Home that summer: an abandoned trailer surrounded by trees. Home: two broken headlights for eyes and a rusted fender for a mouth. A “wigwam,” she called it as we crawled inside and chose our sleeping spots. And that wigwam was ours. License plate KPD929, our permanent address. No shelter warden to divvy up our space or tell us how to live. No one to question Mother’s absences, which meant nothing to us because we still had faith and clothes to cover ourselves, and, with our wigwam, we had a home.
In the forest, we had no need for shoes, only food, which Mother brought us. Bags of chips she’d tear open with shivering fingers. Enormous cups of frozen lemonade that melted to sweet syrup before she got home. After dark, she’d light the oil lamp we’d stolen from the church altar (and for which we got our only beating). Sharing its flickering light, we’d tell her our dreams. She awarded us prizes: pennies for imagination, wildflowers for details.

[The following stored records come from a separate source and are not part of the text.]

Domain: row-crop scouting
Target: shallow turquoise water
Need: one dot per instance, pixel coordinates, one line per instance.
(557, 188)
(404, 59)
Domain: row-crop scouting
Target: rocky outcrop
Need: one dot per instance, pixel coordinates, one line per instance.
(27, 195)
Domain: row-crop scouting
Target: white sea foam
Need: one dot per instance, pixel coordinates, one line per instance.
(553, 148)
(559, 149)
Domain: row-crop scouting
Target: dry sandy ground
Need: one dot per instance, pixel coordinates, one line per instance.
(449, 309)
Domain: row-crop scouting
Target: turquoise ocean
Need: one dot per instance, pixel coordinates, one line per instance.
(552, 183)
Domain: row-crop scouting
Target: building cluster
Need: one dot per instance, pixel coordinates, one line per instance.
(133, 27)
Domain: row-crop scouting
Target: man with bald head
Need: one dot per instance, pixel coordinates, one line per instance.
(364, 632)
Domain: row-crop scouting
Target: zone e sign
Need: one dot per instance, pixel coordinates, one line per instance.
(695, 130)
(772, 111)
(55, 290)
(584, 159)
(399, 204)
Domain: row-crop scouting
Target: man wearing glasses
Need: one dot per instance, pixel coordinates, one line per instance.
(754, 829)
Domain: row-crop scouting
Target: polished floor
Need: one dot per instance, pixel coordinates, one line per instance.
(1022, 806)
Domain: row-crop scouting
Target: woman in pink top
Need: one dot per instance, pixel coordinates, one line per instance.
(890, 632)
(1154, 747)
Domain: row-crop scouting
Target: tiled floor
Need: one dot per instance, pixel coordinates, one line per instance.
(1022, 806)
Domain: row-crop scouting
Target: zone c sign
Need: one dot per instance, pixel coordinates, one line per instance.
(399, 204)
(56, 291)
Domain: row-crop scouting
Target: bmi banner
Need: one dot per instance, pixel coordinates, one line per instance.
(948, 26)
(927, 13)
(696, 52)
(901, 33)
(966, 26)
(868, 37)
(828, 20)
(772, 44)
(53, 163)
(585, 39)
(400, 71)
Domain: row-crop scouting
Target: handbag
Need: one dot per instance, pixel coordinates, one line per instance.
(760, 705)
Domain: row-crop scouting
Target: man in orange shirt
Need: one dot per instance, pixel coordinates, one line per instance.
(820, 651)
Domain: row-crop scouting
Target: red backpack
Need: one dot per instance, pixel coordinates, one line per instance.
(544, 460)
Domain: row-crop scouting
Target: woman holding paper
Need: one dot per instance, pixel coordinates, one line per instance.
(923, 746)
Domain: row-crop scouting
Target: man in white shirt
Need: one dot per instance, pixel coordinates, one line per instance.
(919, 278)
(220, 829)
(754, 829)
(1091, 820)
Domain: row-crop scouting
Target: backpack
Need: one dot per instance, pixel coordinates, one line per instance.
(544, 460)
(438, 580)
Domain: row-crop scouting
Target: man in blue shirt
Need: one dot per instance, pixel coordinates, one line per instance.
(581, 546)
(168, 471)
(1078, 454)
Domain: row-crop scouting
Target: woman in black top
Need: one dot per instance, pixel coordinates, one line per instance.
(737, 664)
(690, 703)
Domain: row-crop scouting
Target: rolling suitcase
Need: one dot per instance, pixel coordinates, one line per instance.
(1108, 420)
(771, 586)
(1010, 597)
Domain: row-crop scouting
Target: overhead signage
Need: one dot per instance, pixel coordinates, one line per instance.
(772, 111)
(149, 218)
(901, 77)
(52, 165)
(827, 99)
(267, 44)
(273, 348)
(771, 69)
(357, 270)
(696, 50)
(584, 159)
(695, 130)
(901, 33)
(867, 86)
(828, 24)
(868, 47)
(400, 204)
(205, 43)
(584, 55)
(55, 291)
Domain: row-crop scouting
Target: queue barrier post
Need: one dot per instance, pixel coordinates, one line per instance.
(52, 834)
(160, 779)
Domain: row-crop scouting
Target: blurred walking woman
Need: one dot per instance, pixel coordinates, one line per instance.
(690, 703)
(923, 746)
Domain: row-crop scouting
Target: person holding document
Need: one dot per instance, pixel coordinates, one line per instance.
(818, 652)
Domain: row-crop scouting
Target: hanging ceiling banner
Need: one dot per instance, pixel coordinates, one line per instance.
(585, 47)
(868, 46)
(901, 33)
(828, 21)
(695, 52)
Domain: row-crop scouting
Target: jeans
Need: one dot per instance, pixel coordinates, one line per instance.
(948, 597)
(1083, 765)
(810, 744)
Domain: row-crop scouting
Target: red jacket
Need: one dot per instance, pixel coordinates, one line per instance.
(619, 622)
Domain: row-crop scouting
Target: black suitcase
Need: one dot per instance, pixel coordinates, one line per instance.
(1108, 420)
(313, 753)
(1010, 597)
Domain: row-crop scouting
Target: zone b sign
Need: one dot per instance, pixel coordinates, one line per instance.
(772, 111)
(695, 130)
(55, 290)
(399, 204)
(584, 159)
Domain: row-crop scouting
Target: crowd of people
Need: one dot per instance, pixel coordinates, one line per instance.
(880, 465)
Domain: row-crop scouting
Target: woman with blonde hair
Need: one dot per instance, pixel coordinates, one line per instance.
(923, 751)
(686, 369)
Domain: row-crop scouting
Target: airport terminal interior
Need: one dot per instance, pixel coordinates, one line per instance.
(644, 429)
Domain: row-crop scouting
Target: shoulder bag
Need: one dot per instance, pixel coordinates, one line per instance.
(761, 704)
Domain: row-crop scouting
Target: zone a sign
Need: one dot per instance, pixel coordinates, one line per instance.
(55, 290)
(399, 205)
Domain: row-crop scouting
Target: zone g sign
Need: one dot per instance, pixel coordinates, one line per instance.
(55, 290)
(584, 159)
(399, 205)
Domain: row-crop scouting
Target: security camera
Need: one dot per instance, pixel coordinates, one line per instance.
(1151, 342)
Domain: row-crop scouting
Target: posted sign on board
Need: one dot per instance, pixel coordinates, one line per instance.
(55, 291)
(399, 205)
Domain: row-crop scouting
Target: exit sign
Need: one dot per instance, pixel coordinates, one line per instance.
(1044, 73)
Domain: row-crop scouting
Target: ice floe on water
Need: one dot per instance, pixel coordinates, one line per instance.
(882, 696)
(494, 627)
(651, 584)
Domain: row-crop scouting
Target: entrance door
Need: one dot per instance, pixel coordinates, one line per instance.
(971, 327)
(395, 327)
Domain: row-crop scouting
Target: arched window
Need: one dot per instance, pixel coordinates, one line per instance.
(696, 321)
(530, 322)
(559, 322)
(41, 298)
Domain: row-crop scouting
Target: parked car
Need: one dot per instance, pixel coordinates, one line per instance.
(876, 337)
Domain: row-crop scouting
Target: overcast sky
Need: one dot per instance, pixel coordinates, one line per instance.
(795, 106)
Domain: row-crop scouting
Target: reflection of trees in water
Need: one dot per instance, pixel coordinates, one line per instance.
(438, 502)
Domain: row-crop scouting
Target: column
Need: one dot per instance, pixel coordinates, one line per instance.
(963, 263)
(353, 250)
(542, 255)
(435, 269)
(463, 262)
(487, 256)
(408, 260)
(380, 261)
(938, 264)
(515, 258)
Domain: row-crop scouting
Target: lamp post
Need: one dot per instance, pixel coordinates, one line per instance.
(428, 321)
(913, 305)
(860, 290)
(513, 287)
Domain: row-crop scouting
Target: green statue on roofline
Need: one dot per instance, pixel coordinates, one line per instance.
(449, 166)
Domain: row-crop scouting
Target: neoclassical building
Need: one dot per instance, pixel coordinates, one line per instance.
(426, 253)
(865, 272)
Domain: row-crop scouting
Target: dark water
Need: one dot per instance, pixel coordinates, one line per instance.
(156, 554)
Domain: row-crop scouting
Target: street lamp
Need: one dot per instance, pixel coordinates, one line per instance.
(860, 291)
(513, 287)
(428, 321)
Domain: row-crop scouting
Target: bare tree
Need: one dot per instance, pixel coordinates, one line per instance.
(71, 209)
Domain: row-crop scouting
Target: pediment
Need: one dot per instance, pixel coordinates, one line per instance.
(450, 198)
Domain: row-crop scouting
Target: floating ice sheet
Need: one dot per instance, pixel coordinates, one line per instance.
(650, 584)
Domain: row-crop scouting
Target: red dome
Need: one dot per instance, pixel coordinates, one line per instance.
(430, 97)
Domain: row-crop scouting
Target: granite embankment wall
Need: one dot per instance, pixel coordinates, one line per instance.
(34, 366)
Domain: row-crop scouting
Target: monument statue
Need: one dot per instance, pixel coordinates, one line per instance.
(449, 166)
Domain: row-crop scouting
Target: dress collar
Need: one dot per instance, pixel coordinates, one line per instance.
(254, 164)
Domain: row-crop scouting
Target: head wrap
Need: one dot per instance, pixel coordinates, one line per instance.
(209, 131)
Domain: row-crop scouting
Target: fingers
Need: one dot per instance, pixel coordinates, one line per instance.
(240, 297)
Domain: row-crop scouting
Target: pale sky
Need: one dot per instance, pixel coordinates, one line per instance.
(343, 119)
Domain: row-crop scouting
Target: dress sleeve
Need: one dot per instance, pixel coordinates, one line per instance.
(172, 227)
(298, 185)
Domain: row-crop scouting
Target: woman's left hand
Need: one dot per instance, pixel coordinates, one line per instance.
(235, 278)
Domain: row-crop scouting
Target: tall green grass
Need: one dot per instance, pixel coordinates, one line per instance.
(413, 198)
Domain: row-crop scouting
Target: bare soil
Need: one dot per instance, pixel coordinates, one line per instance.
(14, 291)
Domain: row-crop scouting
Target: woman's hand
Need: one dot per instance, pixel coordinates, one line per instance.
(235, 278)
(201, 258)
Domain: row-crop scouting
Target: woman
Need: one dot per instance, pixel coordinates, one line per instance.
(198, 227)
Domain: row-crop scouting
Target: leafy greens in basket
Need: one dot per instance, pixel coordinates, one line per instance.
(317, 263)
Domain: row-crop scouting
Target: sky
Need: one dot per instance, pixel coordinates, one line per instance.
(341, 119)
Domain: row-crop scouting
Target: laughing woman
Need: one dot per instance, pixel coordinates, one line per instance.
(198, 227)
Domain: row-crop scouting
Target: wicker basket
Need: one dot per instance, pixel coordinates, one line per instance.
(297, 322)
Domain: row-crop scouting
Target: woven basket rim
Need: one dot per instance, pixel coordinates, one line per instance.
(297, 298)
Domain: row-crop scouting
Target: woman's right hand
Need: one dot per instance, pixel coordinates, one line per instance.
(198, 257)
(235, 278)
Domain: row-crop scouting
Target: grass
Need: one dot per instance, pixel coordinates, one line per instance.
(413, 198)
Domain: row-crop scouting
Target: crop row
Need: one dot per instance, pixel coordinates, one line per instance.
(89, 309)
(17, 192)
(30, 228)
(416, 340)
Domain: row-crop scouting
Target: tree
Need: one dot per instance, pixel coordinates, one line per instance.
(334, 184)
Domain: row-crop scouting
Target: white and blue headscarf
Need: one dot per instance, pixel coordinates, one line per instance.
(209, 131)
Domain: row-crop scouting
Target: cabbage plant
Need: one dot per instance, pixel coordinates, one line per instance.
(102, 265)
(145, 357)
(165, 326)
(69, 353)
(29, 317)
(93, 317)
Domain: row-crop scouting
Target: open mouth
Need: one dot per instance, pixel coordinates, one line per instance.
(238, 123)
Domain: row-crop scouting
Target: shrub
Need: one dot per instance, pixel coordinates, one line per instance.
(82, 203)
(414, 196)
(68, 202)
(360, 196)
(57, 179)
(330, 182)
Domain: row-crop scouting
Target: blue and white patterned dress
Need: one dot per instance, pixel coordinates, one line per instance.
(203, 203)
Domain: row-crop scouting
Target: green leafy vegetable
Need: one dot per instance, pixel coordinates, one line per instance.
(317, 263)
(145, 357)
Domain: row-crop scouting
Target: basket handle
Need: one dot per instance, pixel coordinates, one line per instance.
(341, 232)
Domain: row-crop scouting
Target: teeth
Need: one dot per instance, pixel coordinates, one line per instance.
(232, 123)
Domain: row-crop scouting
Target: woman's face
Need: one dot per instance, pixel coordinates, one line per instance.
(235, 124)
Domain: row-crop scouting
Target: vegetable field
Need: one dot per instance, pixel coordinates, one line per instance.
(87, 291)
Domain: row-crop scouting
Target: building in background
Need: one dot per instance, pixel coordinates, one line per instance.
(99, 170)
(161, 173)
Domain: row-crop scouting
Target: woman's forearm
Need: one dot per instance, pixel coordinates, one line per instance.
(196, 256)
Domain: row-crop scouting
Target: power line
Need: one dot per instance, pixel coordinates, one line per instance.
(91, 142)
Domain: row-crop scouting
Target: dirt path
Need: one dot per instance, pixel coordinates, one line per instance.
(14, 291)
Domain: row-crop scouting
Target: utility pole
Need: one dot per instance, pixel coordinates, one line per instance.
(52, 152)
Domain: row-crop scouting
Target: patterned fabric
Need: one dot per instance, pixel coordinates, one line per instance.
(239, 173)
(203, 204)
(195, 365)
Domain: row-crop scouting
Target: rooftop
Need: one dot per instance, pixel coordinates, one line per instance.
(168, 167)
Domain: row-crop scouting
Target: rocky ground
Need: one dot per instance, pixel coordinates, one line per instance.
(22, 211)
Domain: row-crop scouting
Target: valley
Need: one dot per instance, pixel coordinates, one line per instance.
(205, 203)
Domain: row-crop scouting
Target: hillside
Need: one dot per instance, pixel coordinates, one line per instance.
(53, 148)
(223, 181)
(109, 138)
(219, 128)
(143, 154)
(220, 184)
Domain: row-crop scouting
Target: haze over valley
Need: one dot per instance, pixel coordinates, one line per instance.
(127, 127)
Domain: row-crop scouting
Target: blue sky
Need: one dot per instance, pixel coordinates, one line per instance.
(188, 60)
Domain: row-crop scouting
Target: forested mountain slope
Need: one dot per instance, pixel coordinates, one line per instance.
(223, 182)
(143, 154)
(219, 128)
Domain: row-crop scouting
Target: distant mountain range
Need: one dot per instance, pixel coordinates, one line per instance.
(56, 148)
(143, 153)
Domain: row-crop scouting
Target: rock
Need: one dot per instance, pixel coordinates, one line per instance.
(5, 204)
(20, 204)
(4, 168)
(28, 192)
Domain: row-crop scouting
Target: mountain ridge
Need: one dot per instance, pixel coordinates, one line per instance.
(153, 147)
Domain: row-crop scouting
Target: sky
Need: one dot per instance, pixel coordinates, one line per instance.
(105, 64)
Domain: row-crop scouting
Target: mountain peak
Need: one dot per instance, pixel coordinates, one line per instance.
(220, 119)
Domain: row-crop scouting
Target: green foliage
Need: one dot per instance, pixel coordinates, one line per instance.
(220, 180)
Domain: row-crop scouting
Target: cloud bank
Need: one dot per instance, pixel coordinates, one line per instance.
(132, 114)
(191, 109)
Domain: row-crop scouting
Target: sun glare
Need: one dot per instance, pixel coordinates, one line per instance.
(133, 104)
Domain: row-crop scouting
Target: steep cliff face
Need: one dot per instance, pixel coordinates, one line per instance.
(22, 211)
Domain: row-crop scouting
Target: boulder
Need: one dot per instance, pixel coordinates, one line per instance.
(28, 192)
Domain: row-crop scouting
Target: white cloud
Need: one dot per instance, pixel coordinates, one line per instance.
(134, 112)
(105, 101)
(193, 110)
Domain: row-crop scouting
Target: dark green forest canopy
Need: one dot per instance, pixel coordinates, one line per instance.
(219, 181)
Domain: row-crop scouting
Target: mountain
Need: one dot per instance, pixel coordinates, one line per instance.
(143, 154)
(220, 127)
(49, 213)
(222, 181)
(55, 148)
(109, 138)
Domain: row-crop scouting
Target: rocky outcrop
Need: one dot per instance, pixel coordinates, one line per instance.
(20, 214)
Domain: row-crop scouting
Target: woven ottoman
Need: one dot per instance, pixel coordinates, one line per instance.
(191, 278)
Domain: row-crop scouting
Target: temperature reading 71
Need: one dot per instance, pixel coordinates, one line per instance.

Afternoons while she slept, we’d head for the creek, spring fed with water that ran clear over stones. Until that summer, we’d never been so clean. With clay from the banks, we made plates and cups and spoons, objects more elegant than we’d ever owned. But like dreams, they too crumbled to ruin after they dried. So, like dreams, we buried them in flowers.
I don’t know which of us first saw that arrowhead lying on the creek bed. “Real Indian made,” I said because I’d seen one in school. Such perfect shape and symmetry, a promise from God we decided. And because things from God require rules (like don’t steal oil lamps from altars), we created rules for our arrowhead.
We said, whoever held it had to remain silent.
And, no fighting was allowed in its presence.
We carried our arrowhead back to our wigwam, excited to share that promise we’d found. But Mother didn’t come that night or the next. Waiting, we didn’t fight in the arrowhead’s presence. Waiting, we all went silent. And it was only hunger that drove us back into town carrying those pennies we’d earned. People laughed when we told them about our wigwam, when we said KPD929 was our permanent address.
We felt sorry for those people who laughed. They couldn’t see that we were so clean we had no need for shoes. They couldn’t see the beauty of our details. They didn’t know to offer us flowers. They didn’t have faith. They didn’t know like we did that Mother would come back because we’d planted that arrowhead beneath the door of our wigwam. And, in dreams she’d see it: a promise forever pointing us toward home.